As an example, let's say 100 devs jump in. The task is to create a simple Android app, with a requirements statement provided, with server back end, launch it into the app store, support it for some period with bug fixes and improvements, and then declare it '1.0 released' to wrap up the experiment.

What you'd wind up with is a variety of team sizes, a variety of team experience, a variety of development systems used, a variety of outcomes. But all building the same software.

The key would be that as many attributes of each team's efforts as possible would need to be recorded and entered as data to be studied in search of patterns.

Repeat this n times and I believe valuable insights could be gained.

Rather than trying to control for all the variables of team size, experience, method, you control for the end product being targeted and then look for insights into the variety of approaches that teams took.

1 comments

The problem with the observational approach is generally that it's really hard to decorrelate the results. In your proposed experiment you control only for the project itself. What if good developers generally prefer modern programming languages, so they chose Roslin. Does that imply that using Roslin is a better language for programmers that are not as good? Does it even show that they wouldn't have been even more productive using Java?

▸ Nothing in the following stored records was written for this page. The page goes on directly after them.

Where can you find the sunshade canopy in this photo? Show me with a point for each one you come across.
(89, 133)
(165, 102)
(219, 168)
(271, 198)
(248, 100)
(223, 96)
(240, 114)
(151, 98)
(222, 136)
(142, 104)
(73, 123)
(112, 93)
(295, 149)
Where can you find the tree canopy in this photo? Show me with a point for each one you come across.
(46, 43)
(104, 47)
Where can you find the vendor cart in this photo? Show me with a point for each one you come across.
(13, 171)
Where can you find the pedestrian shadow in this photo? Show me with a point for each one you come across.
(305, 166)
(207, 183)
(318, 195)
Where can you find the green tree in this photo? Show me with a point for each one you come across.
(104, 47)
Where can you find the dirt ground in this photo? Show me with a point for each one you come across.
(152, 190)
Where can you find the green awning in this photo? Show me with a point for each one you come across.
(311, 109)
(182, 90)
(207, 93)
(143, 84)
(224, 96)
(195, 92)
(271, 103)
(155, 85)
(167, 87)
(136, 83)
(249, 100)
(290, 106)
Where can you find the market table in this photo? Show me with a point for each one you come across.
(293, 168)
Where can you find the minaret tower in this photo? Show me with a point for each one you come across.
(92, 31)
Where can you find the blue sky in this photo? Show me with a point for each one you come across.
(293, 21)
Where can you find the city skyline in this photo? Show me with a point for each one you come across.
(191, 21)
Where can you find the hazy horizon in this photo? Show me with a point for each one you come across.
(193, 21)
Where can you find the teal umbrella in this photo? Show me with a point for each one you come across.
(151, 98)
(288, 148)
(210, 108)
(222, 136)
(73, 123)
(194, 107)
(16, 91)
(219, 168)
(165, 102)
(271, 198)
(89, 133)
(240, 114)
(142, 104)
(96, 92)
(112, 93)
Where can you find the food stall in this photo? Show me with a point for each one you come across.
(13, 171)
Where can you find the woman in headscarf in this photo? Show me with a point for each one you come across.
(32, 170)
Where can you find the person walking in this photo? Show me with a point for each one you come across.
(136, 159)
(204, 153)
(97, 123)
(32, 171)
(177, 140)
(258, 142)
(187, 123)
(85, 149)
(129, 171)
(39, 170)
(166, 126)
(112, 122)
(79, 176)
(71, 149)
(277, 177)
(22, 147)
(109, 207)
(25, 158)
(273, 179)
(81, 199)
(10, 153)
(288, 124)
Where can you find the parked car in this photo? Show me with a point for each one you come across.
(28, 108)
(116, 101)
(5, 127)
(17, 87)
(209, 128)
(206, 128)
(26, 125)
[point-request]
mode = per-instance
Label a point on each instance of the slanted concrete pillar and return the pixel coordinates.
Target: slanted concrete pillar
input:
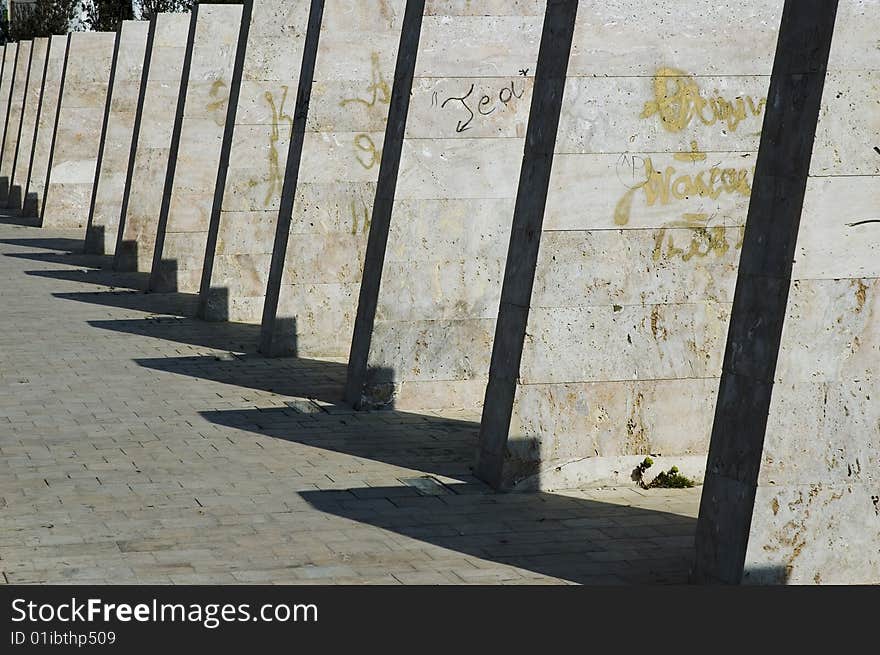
(35, 193)
(116, 135)
(330, 183)
(10, 57)
(211, 68)
(791, 490)
(74, 153)
(245, 208)
(25, 147)
(13, 119)
(441, 220)
(151, 146)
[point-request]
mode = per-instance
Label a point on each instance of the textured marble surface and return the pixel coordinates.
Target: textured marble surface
(30, 111)
(263, 128)
(13, 119)
(152, 143)
(74, 154)
(343, 145)
(116, 147)
(816, 517)
(198, 157)
(642, 231)
(35, 194)
(441, 280)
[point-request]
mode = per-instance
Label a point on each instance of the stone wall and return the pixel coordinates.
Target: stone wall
(342, 149)
(242, 230)
(431, 339)
(27, 135)
(74, 153)
(816, 516)
(183, 229)
(35, 194)
(118, 129)
(151, 143)
(640, 243)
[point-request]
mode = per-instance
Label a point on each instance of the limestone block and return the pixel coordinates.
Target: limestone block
(257, 162)
(450, 225)
(30, 114)
(153, 130)
(652, 176)
(116, 146)
(35, 194)
(13, 119)
(179, 258)
(74, 156)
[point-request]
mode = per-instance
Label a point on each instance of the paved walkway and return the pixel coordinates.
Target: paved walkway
(140, 446)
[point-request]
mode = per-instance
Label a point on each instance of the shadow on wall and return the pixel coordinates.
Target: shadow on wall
(25, 220)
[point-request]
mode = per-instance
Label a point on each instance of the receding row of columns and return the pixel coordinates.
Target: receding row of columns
(155, 132)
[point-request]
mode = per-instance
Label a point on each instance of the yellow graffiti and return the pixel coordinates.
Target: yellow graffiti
(667, 187)
(691, 157)
(704, 240)
(276, 177)
(218, 106)
(364, 143)
(355, 217)
(678, 101)
(379, 89)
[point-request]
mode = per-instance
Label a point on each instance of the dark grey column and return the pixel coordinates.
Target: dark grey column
(761, 297)
(119, 259)
(525, 237)
(377, 240)
(225, 155)
(156, 267)
(291, 177)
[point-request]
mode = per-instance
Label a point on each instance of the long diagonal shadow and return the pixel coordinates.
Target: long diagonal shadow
(63, 244)
(297, 378)
(439, 502)
(178, 304)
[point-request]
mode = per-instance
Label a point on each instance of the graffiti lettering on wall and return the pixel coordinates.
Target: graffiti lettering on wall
(372, 155)
(679, 101)
(379, 91)
(472, 105)
(367, 153)
(276, 175)
(356, 216)
(669, 186)
(217, 106)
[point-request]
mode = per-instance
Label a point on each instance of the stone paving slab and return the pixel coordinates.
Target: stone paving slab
(138, 445)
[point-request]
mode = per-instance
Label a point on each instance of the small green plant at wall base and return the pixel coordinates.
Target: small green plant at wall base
(672, 479)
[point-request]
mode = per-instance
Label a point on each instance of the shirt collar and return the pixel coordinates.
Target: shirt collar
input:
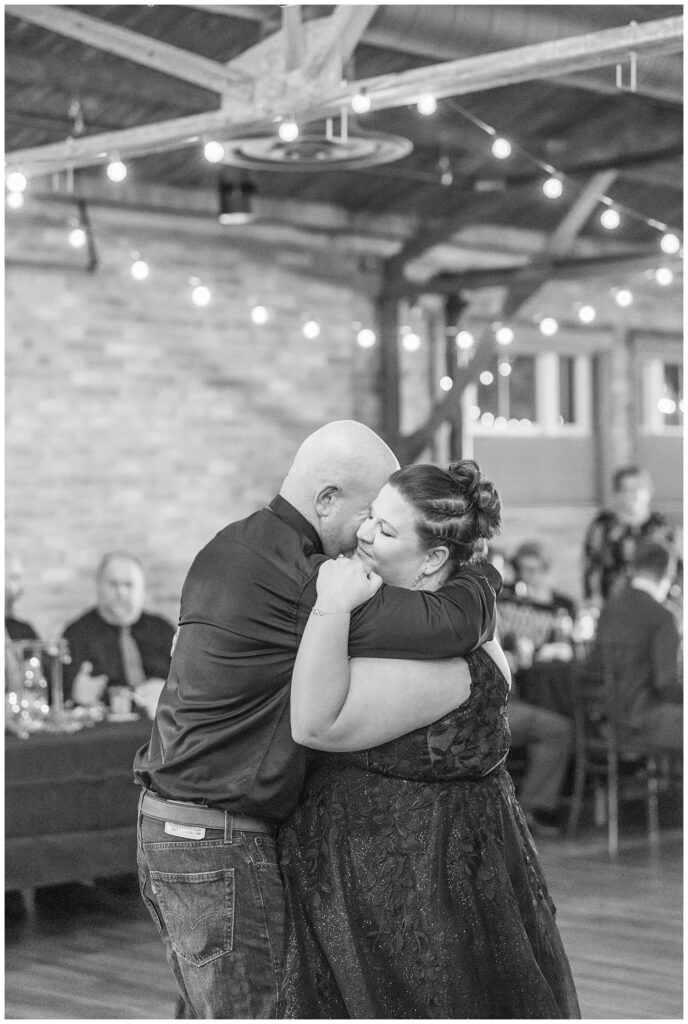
(293, 518)
(651, 588)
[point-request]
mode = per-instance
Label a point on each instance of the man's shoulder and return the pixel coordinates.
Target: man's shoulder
(87, 622)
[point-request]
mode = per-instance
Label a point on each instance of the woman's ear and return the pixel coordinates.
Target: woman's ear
(435, 559)
(325, 501)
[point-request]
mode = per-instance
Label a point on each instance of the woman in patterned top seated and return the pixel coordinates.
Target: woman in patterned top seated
(413, 885)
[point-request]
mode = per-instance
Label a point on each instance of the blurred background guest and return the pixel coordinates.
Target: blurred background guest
(535, 624)
(15, 629)
(646, 645)
(117, 643)
(614, 534)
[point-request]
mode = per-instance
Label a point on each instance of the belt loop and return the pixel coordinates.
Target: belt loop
(138, 816)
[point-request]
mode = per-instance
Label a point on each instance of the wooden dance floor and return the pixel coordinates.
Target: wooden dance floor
(93, 952)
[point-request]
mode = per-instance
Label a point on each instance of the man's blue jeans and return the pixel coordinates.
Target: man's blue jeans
(218, 904)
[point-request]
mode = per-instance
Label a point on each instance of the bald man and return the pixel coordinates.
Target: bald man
(221, 769)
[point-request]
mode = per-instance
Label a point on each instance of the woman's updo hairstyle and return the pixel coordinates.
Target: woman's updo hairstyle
(457, 507)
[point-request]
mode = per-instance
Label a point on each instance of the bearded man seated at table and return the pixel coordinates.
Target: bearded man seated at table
(117, 643)
(534, 621)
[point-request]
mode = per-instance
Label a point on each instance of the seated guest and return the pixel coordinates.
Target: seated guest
(646, 642)
(534, 625)
(15, 629)
(614, 534)
(117, 643)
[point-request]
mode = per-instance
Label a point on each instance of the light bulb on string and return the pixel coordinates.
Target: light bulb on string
(289, 130)
(139, 269)
(311, 329)
(549, 327)
(465, 340)
(201, 296)
(15, 181)
(117, 171)
(670, 244)
(360, 101)
(663, 275)
(366, 338)
(213, 152)
(427, 104)
(77, 238)
(610, 218)
(501, 148)
(553, 187)
(259, 315)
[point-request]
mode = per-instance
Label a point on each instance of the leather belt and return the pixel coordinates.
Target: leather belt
(196, 814)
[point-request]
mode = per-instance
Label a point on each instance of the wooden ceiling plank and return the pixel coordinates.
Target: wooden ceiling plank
(345, 29)
(132, 45)
(538, 60)
(272, 98)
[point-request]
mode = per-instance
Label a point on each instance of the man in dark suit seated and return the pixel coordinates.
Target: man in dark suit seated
(647, 643)
(117, 643)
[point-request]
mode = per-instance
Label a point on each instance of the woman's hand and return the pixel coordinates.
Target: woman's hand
(343, 584)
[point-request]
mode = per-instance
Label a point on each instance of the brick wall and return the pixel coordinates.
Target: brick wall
(134, 419)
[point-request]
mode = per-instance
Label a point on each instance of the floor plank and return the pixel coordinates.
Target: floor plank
(90, 952)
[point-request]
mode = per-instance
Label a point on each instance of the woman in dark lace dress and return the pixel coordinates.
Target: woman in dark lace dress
(414, 889)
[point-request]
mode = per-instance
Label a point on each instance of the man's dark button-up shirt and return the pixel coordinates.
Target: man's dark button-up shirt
(221, 734)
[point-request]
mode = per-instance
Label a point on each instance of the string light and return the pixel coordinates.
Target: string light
(427, 104)
(610, 218)
(289, 130)
(201, 296)
(549, 327)
(501, 148)
(213, 152)
(139, 269)
(311, 330)
(15, 181)
(360, 102)
(670, 244)
(663, 275)
(366, 338)
(117, 171)
(77, 238)
(553, 187)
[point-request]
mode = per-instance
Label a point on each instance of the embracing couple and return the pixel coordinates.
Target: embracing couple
(327, 828)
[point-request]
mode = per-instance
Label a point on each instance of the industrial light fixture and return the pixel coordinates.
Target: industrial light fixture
(235, 203)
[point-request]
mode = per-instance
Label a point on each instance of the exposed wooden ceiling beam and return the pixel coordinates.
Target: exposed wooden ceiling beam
(276, 95)
(131, 45)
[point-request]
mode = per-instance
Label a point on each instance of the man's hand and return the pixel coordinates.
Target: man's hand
(146, 695)
(88, 689)
(343, 584)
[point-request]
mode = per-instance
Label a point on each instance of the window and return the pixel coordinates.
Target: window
(662, 395)
(546, 393)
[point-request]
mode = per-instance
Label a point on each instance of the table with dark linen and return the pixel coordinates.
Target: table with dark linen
(71, 804)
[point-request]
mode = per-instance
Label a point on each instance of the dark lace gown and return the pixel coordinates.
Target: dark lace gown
(413, 885)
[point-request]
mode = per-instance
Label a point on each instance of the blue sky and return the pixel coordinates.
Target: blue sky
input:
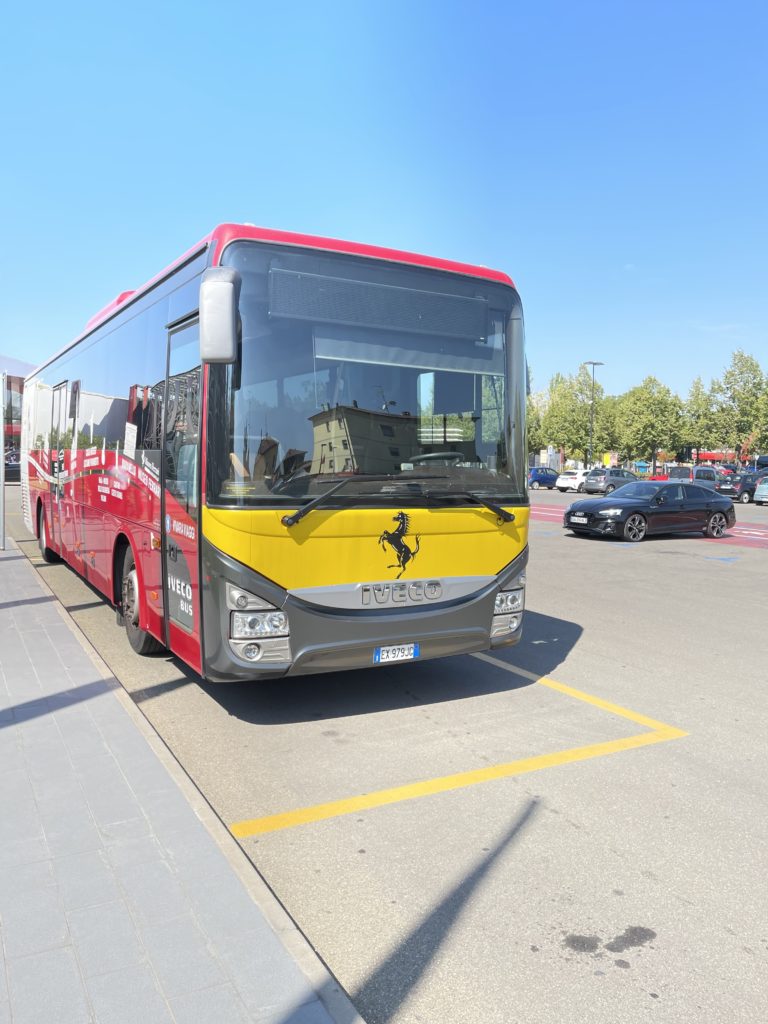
(611, 157)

From the other direction, even if you get the value of controlling for the project itself, that might also add some bias. Could be that for a project with that setup waterfall actually works pretty well, but is it representative of projects overall? Are most software projects comparable to developing a simple Android app with a well defined specification up front?

I do agree that it would be good to do this kind of experiments where multiple teams get tasked with building similar systems to figure out what works. But I don't think it makes sense to actively avoid controlling for variables. That would make the results very hard to interpret and much less usable.